Havard history professor, Caroline Elkins, reminds us that AI is doing billions of computations but ultimately, it is the human who has to make the choices of what is entered and accepted. She warns us to be careful not to conflate AI with human creativity. Surely, to avoid such conflation requires resolve and intentionality about the language we use when speaking about AI arts, to ensure our metaphors are understood as metaphors. Christians have the opportunity to remind the world how magnificent humanity is; to shift the awe and wonder from the algorithm back to the individual. Fifty years ago, Francis Schaeffer said we had lost sight of the fact that man is wonderful. By holding fast to the Christian concept of special creation we can emphasize how incredible AI is precisely because it is designed by incredible people made in God’s image. What better way is there to uphold the value of human creativity than to intentionally point back to the human originators behind it all?

Speaking about the AI revolution in the creative sphere, Robert Wong of Google Creative Lab says, “Everything’s changed and nothing has changed.” His statement aligns well with the Christian understanding. In one sense, everything has changed. The ways and rate at which human creativity is being democratized and enhanced are overwhelming. With AI, artists can create an almost infinite array of images without ever going to art school. Likewise, long-standing problems in other artistic fields, such as how to get a newborn baby to express and act on cue have been solved by AI. Everything is changing.

On the other hand, Christians understand that in back of change is the foundation of unchanging reality. In this sense, nothing has changed. The givenness of creation, God-given norms, and human nature remain the same. As the image of God on earth, humanity has been gifted with imagination and creativity unlike any other creature. In addition, humanity’s God-given mission to take dominion over the earth and subdue it remains in full effect. AI has arisen as a new general technology because of human ingenuity and a desire to make life better.

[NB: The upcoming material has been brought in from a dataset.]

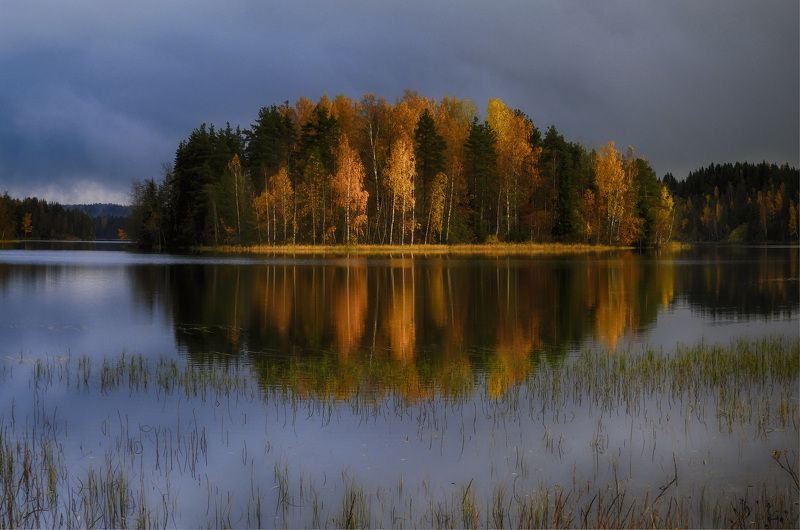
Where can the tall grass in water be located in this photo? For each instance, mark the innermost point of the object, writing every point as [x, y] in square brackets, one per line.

If I lived in LA, I would be the first in line when Dataland opens. The technological and aesthetic feats of the Refik Anadol Studio are sure to be an impressive display. But I also resolve to keep distinctions between AI and humanity clear in the arts, and every sphere, when the lines are blurred. Whether you consider AI art to be real art or not, we should all agree that it is a powerful tool to be used for God’s glory, and the only time it will ever be human is in your dreams.